Pacific Equity Partners is in late-stage talks to buy lifestyle communities business Serenitas, put up for sale by investment bank Goldman Sachs.
Serenitas owns and operates lifestyle communities around the country. Nic Walker
The private equity firm has been in and around the business since late last year, but Street Talk understands Australia’s largest buyout firm is back on the hook. Rothschild and Herbert Smith Freehills are on the tools for PEP, with both sides working towards a signed deal.
The sale price was expected to be about $1 billion, sources said. Law firm Baker McKenzie was on the tools for Serenitas, alongside Goldman.
The acquisition is expected to be housed in PEP’s second Secure Assets Fund, for which PEP’s SAF deal makers, led by Andrew Charlier, recently locked in $1.4 billion.

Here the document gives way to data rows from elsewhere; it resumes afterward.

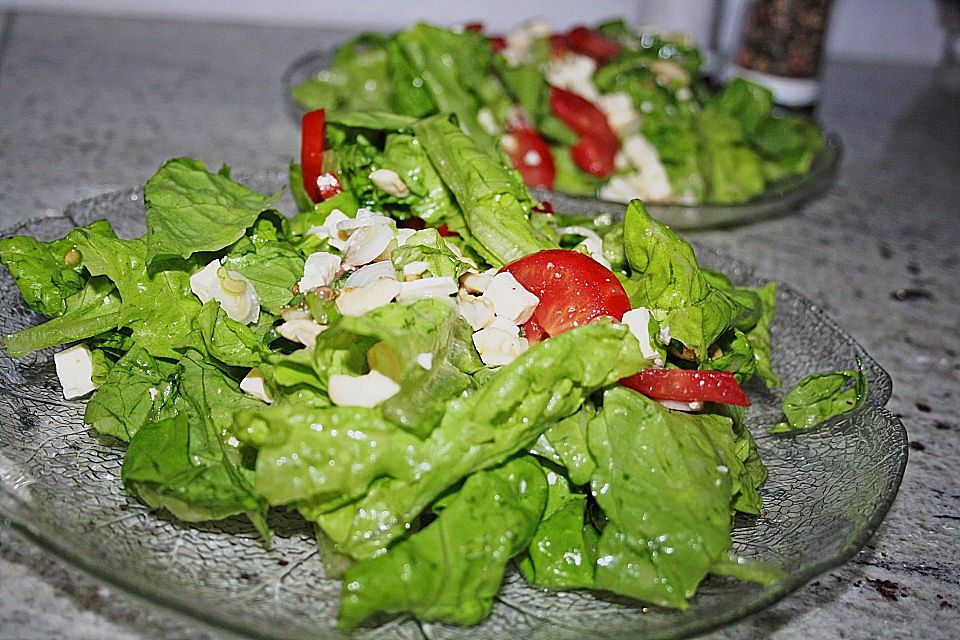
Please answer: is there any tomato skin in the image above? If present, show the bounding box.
[620,367,750,407]
[501,249,630,344]
[504,127,557,189]
[300,109,326,202]
[550,87,620,149]
[566,27,620,63]
[570,136,617,178]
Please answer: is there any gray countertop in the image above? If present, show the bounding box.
[0,13,960,640]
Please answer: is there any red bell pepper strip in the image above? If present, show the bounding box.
[300,109,326,202]
[565,27,620,63]
[620,367,750,407]
[550,87,620,149]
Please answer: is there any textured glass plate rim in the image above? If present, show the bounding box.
[0,181,908,639]
[281,49,843,230]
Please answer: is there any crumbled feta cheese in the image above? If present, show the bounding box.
[343,260,397,289]
[417,351,433,371]
[623,307,663,366]
[240,367,273,404]
[343,224,394,267]
[460,269,497,293]
[457,295,494,331]
[53,344,97,400]
[337,278,400,316]
[559,227,610,269]
[482,271,540,324]
[307,209,350,249]
[370,169,410,198]
[190,260,260,324]
[327,370,400,407]
[473,325,530,367]
[543,53,600,102]
[397,276,457,302]
[297,251,340,293]
[277,318,326,347]
[403,260,430,278]
[657,400,703,413]
[397,228,417,247]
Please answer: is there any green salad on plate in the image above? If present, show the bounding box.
[0,111,860,628]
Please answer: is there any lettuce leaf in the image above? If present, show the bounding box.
[339,456,547,629]
[143,158,280,265]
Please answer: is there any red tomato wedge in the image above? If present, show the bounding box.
[550,87,620,151]
[566,27,620,62]
[501,249,630,344]
[501,127,557,189]
[620,367,750,407]
[570,136,617,178]
[300,109,326,202]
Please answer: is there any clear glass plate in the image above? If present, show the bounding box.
[281,49,843,230]
[0,171,907,640]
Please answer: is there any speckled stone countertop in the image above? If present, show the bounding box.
[0,13,960,640]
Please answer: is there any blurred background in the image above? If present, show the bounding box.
[0,0,960,63]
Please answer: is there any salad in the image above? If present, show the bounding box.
[290,20,824,205]
[0,112,859,628]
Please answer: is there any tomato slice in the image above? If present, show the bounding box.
[620,367,750,407]
[550,87,620,149]
[502,127,557,189]
[300,109,326,202]
[570,136,617,178]
[501,249,630,344]
[566,27,620,63]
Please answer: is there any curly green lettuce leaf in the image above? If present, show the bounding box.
[0,220,116,318]
[414,116,554,266]
[307,322,648,559]
[518,470,599,589]
[770,359,867,433]
[83,346,180,442]
[3,277,122,358]
[143,158,280,265]
[339,456,547,629]
[588,387,768,609]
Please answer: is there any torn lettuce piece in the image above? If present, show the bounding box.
[83,346,180,442]
[0,220,116,318]
[588,387,764,609]
[770,358,867,433]
[143,158,280,265]
[518,469,599,589]
[311,321,649,559]
[339,456,547,629]
[413,116,555,267]
[3,277,122,358]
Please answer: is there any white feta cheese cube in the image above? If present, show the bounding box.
[343,224,394,267]
[457,294,494,331]
[53,344,97,400]
[297,251,340,293]
[277,318,326,347]
[327,370,400,407]
[190,260,260,324]
[473,326,530,367]
[370,169,410,198]
[240,367,273,404]
[623,307,663,366]
[397,276,458,302]
[337,278,400,316]
[343,260,397,289]
[403,260,430,278]
[482,271,540,324]
[460,269,497,293]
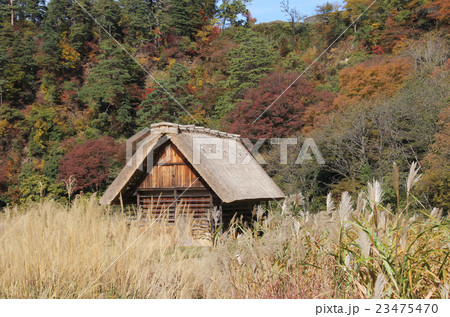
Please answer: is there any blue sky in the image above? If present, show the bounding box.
[247,0,343,23]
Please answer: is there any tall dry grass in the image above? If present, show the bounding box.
[0,182,450,298]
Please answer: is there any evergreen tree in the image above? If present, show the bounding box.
[81,40,134,135]
[216,28,279,117]
[137,64,196,126]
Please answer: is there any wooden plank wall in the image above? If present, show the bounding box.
[139,143,204,188]
[137,143,213,237]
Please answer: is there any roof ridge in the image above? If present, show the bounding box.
[150,122,241,139]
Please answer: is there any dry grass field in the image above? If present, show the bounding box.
[0,175,450,298]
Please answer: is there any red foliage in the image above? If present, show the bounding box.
[226,72,333,138]
[58,136,122,191]
[0,161,8,193]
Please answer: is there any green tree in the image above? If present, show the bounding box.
[137,64,196,126]
[216,29,279,117]
[218,0,251,29]
[81,40,139,136]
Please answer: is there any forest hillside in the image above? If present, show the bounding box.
[0,0,450,212]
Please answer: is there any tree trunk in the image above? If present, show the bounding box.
[10,0,14,26]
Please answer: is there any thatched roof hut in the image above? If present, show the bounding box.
[100,122,284,237]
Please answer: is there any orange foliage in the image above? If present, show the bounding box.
[334,57,413,108]
[427,0,450,24]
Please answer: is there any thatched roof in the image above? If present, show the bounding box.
[100,123,284,205]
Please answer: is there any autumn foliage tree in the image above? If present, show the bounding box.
[58,136,122,191]
[335,57,413,107]
[226,72,333,138]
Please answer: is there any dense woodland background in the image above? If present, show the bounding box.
[0,0,450,211]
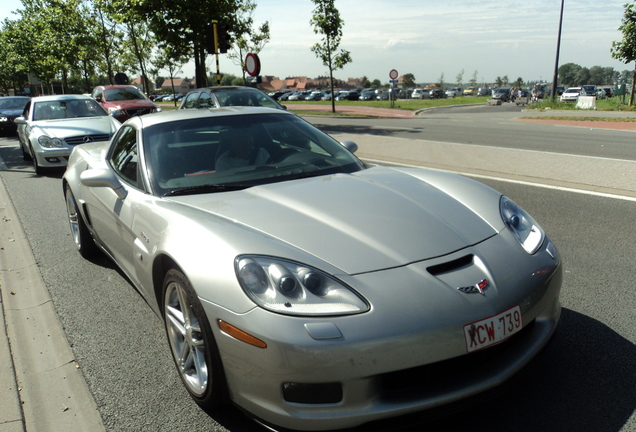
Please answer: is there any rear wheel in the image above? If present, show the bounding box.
[64,185,97,258]
[163,269,226,410]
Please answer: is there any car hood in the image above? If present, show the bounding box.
[102,99,155,109]
[170,168,497,274]
[0,109,24,117]
[32,116,118,138]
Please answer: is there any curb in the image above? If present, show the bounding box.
[0,179,105,432]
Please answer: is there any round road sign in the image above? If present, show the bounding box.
[245,53,261,76]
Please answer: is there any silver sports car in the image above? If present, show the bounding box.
[15,95,120,174]
[63,107,562,430]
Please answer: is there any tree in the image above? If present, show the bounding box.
[558,63,581,87]
[455,69,464,87]
[309,0,352,112]
[574,68,591,86]
[402,73,415,87]
[611,3,636,106]
[129,0,243,87]
[228,0,270,84]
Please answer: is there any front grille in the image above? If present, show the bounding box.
[380,321,535,400]
[124,108,155,117]
[64,134,110,145]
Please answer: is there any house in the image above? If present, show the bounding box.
[161,78,196,94]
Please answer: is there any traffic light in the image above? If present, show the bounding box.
[205,24,216,54]
[216,23,232,54]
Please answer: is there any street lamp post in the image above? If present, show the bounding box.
[552,0,565,102]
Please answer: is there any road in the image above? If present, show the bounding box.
[0,113,636,432]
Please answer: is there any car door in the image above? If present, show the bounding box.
[83,125,145,279]
[18,101,31,148]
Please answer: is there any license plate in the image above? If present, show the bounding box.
[464,306,522,352]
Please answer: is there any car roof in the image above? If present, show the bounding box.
[134,106,294,128]
[97,84,137,90]
[191,86,263,93]
[31,95,93,102]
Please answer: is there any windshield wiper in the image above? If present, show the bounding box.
[163,184,252,196]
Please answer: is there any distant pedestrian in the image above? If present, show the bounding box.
[532,84,539,102]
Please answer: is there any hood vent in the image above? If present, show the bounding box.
[426,254,474,276]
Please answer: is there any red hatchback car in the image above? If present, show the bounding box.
[91,85,161,123]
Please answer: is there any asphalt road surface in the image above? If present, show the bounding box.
[0,111,636,432]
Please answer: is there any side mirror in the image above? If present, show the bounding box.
[80,168,128,200]
[340,141,358,153]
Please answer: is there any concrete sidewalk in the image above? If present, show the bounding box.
[0,176,105,432]
[332,134,636,199]
[0,105,636,432]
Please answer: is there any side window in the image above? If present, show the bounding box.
[109,126,139,187]
[22,101,31,120]
[199,92,214,108]
[183,93,199,109]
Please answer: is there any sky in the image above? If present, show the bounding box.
[0,0,634,84]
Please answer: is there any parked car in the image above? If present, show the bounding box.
[336,90,360,100]
[581,85,597,96]
[445,89,461,98]
[15,95,120,175]
[267,90,287,100]
[61,107,562,431]
[559,87,581,102]
[429,89,446,99]
[278,91,294,102]
[305,91,324,101]
[411,88,431,99]
[492,87,510,102]
[360,89,377,100]
[91,85,161,122]
[477,87,492,96]
[0,96,31,134]
[179,86,285,109]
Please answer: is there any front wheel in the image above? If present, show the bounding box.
[65,185,97,258]
[163,269,226,411]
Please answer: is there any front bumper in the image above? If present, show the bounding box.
[203,231,562,430]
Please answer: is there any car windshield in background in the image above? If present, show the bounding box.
[33,99,108,121]
[0,97,29,110]
[214,90,281,108]
[143,113,364,195]
[104,89,146,101]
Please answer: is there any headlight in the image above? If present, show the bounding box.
[235,256,369,316]
[499,196,545,254]
[38,135,64,148]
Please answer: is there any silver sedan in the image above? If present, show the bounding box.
[63,107,562,430]
[15,95,120,174]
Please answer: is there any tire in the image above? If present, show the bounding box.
[64,185,97,258]
[33,148,45,175]
[18,137,32,162]
[162,269,227,412]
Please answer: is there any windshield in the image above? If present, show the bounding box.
[143,113,364,195]
[33,99,108,121]
[214,90,282,109]
[0,97,29,110]
[104,89,146,101]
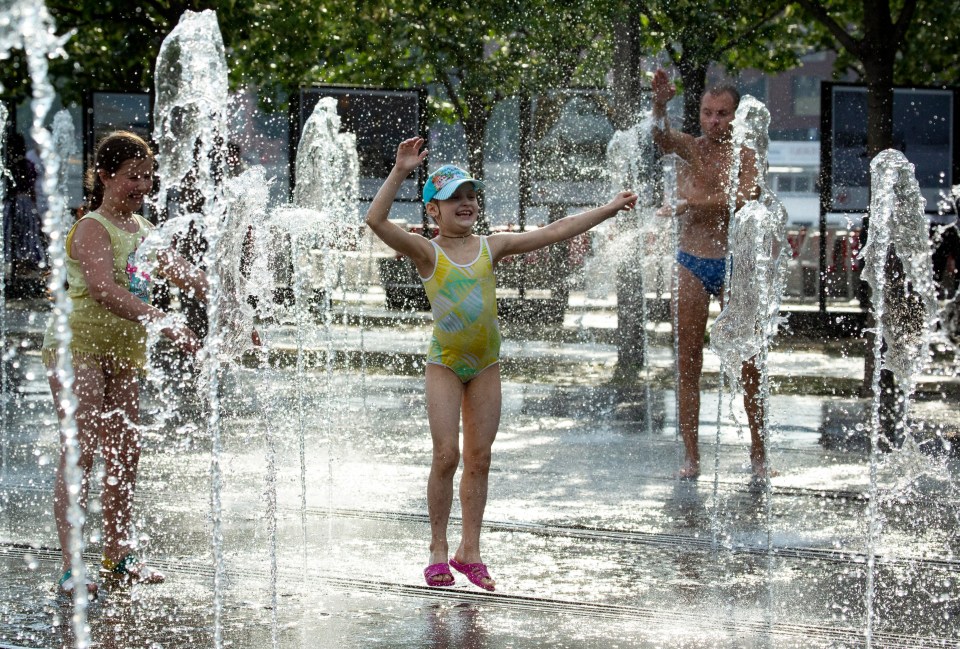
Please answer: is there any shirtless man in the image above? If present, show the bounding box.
[652,70,766,480]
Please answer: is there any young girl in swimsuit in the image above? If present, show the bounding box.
[43,131,207,597]
[367,138,637,590]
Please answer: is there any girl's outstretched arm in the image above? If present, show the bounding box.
[157,249,208,302]
[488,192,637,263]
[69,221,201,353]
[366,137,433,269]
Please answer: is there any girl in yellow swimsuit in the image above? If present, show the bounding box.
[367,137,637,590]
[43,131,207,598]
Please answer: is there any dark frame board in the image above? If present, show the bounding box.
[525,88,616,207]
[83,90,153,174]
[819,81,960,314]
[820,81,960,213]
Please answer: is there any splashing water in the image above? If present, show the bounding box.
[154,10,232,647]
[710,95,787,388]
[604,112,671,433]
[860,149,938,393]
[860,149,937,647]
[0,104,13,480]
[293,97,360,223]
[0,0,90,648]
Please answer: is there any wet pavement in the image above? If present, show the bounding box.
[0,294,960,649]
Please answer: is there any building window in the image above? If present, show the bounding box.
[793,77,820,116]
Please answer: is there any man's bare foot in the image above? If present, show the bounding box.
[677,462,700,480]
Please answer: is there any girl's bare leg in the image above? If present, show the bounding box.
[48,366,105,590]
[100,369,141,561]
[426,364,463,580]
[454,365,502,586]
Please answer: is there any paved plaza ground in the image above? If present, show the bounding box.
[0,294,960,649]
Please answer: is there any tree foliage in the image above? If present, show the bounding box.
[796,0,960,157]
[631,0,804,133]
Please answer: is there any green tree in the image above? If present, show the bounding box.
[796,0,960,158]
[632,0,802,133]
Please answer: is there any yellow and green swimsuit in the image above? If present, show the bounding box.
[42,212,153,368]
[421,237,500,383]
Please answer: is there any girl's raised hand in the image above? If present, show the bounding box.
[607,191,637,213]
[650,68,677,104]
[396,137,428,173]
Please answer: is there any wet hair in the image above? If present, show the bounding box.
[84,131,153,211]
[700,83,740,108]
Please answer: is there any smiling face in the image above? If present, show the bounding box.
[700,92,737,142]
[427,182,480,236]
[97,158,153,214]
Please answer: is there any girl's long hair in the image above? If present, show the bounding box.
[83,131,153,212]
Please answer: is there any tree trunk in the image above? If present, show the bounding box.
[677,60,707,137]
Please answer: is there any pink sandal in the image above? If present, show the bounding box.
[423,563,454,588]
[450,558,494,591]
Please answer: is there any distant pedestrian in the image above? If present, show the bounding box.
[367,138,637,590]
[43,131,207,597]
[0,133,47,297]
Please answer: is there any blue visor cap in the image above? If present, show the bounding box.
[423,165,484,203]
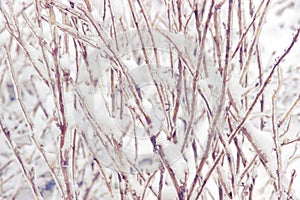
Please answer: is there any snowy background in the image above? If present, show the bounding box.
[0,0,300,199]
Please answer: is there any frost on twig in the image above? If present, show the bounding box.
[0,0,300,199]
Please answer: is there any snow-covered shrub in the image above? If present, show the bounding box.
[0,0,300,199]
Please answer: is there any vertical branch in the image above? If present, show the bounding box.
[272,68,283,200]
[49,3,73,199]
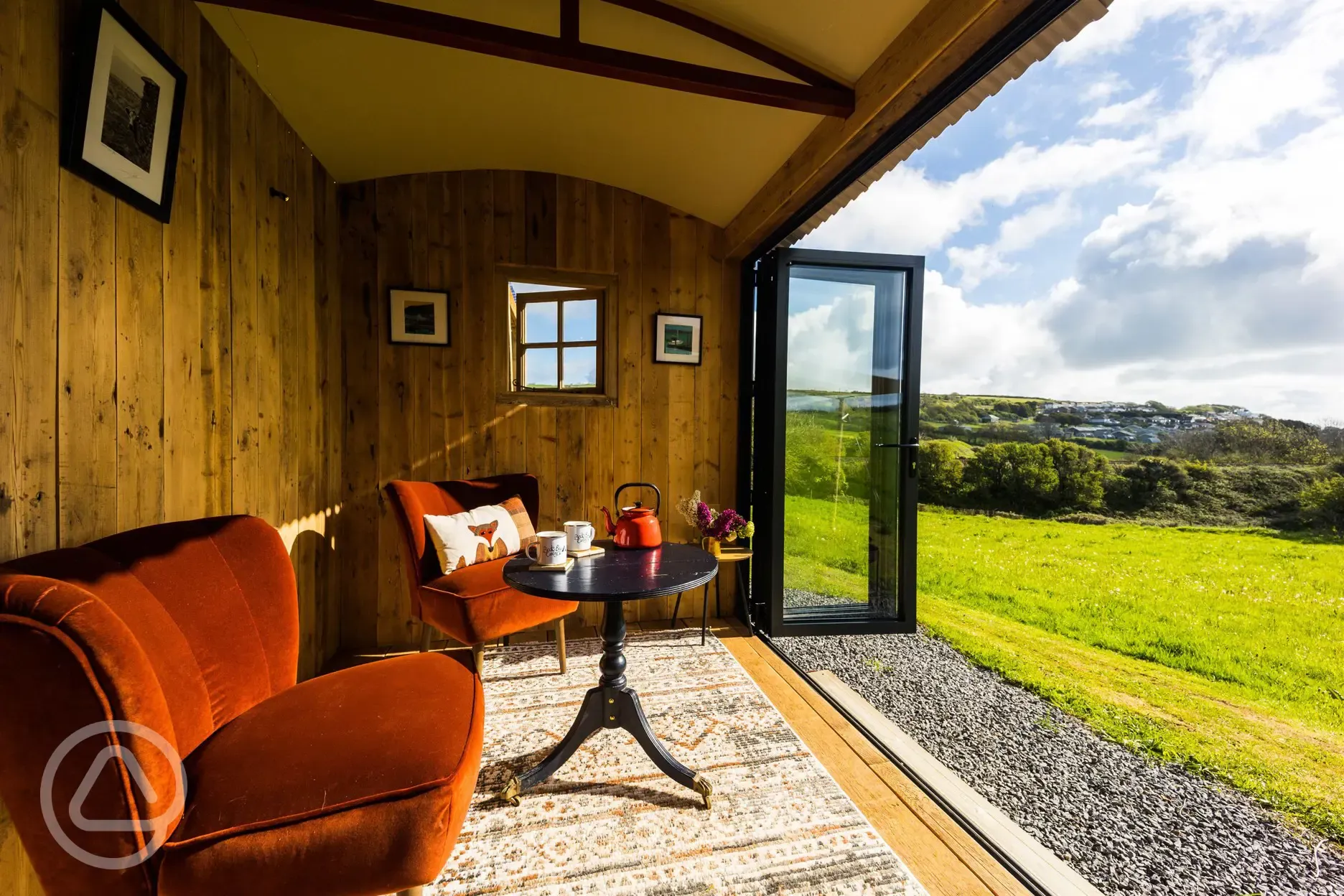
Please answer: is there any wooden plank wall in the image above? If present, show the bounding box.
[340,171,738,649]
[0,0,342,893]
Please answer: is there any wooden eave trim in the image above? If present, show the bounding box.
[724,0,1034,263]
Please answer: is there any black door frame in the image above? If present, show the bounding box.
[751,248,925,637]
[735,0,1078,634]
[735,0,1076,896]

That raise, which initially targeted $1 billion, capitalised on the tearaway success of PEP’s first secure assets fund, thanks to dream deal smart metres play Intellihub.
While SAF I was big on energy and utilities – think community energy services business WINConnect and remote power outfit Zenith Energy – its second iteration is expected to cast the net wider and also look at transport and logistics, waste, data and telecommunications, and social and agricultural infrastructure.
The fund seeks companies with protected cashflows, operating step-change and strategic repositioning potential and targets a gross internal rate of return between 14 per cent and 16 per cent. Charlier works alongside fellow managing directors Evan Hattersley and Paul Foster. Of note, Foster was understood to have spearheaded the Serenitas transaction.
Serenitas was founded in 2017 and is a joint venture between Singapore sovereign wealth fund GIC and local mid-market private equity firm Tasman Capital, led by seasoned campaigner Rob Nichols.
The firm owns a portfolio of lifestyle communities around the country, including the Western Australian National Lifestyle Villages brand, Thyme Lifestyle Resorts and National Lifestyle Villages.
Things have been heating up in the retirement sector this year as buyers weigh up exposure to Australia’s ageing population. Lendlease tapped Macquarie Capital earlier this year to find a joint venture partner to take a 50 per cent interest in its $1.7 billion-plus Australian Communities business as it looks to release capital.
Elsewhere, advisory firm Gresham is busy selling Lendlease’s final 25 per cent stake in its Australian retirement living business. The portfolio spans 75 retirement villages, home to about 17,000 residents across Australia.
For Lendlease, the sell-down is the latest instalment of its long-held plan to dial down the capital it has invested in retirement assets, to redeploy it elsewhere in its global property workbook.